Remove all but first paragraph starting with similar string
-
Hi,
I briefly used notepad++ few years ago but otherwise don’t have much experience with it. I know how to remove all lines which start with certain string. I have searched for quite some time but cannot find the code /macro for the following task which is slightly different than that.I want to keep the first paragraph but remove all subsequent paragraphs which start with same characters. For example, in the following, I want to remove LMN: 2345, XYZ: 3456 and LMN: jkl.

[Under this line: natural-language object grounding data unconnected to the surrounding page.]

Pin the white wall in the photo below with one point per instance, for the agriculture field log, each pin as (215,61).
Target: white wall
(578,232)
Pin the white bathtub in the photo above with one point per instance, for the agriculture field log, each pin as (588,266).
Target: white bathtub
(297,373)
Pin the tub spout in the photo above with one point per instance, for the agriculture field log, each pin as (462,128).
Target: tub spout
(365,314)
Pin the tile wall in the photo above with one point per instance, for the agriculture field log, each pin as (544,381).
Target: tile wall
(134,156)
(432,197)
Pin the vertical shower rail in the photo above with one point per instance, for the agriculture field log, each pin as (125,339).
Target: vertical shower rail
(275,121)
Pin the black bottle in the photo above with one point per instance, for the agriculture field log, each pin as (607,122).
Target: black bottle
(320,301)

The character string is not constant and can vary, but all will end with “:”.
Thank you.BEFORE CODE
XYZ: yui
LMN: tyu
LMN: 2345
XYZ: 3456
ABC: 1234
LMN: jkl
OPQ: 4567
AFTER CODE
XYZ: yui
LMN: tyu
ABC: 1234
OPQ: 4567
-
@TN-MC ,
If your document is pretty long, then the following is the sequence I would recommend:
- Number all the lines
- Make sure there’s a blank line at the end of your document
Ctrl+HOME
Alt+Shift+B
(Edit > Begin/End Select in Column Mode)Ctrl+END
,UpArrow
Alt+Shift+B
(Edit > Begin/End Select in Column Mode)- If you’re in at least v8.6
- THEN type a space, then left arrow
- ELSE type a space, then
Ctrl+HOME
/Alt+Shift+B
/Ctrl+END
/UpArrow
/Alt+Shift+B
again;
Alt+C
(Edit > Column Editor)
**Initial Number: **1
**Increase By: **1
**Leading: **Zeroes
OK
- Move the numbers
Ctrl+H
(Search > Replace)- FIND WHAT:
^(\d+) (\w+:)
(please note: the\w+
will be different if your example data is wrong and it’s not always a single “word” before the colon)
REPLACE WITH: `$2$1:
SEARCH MODE = Regular Expression
REPLACE ALL
- Sort
- Edit > Line Operations > Sort Lines Lexicographically Ascending
- Make sure there’s a blank line at the end of your document
- Reduce to only one copy of each starting word
- FIND WHAT:
(?-s)^(\w+:)(.*\R)(\1.*\R)*
REPLACE WITH:$1$2
SEARCH MODE = Regular Expression
REPLACE ALL
- FIND WHAT:
- Move the line numbers back to the start
- FIND WHAT:
^(\w+:)(\d+:)
REPLACE WITH:$2$1
SEARCH MODE = Regular Expression
REPLACE ALL
- FIND WHAT:
- Sort
- Edit > Line Operations > Sort Lines Lexicographically Ascending
- If you have blank lines at the beginning, you can remove those, and add a blank line at the end
- Remove the line numbering
- FIND WHAT:
^(\d+:)(\w+:)
REPLACE WITH:$2
SEARCH MODE = Regular Expression
REPLACE ALL
- FIND WHAT:
----
Useful References
- Number all the lines
-
@PeterJones Thank you so much for your prompt help. I cannot wait to try it. Actually, I should have created a better example. There could be more than one word before “:”. Also, in real life, there may be a paragraph after “:” and not only a line. When it is a paragraph, I would want that deleted. Thank you.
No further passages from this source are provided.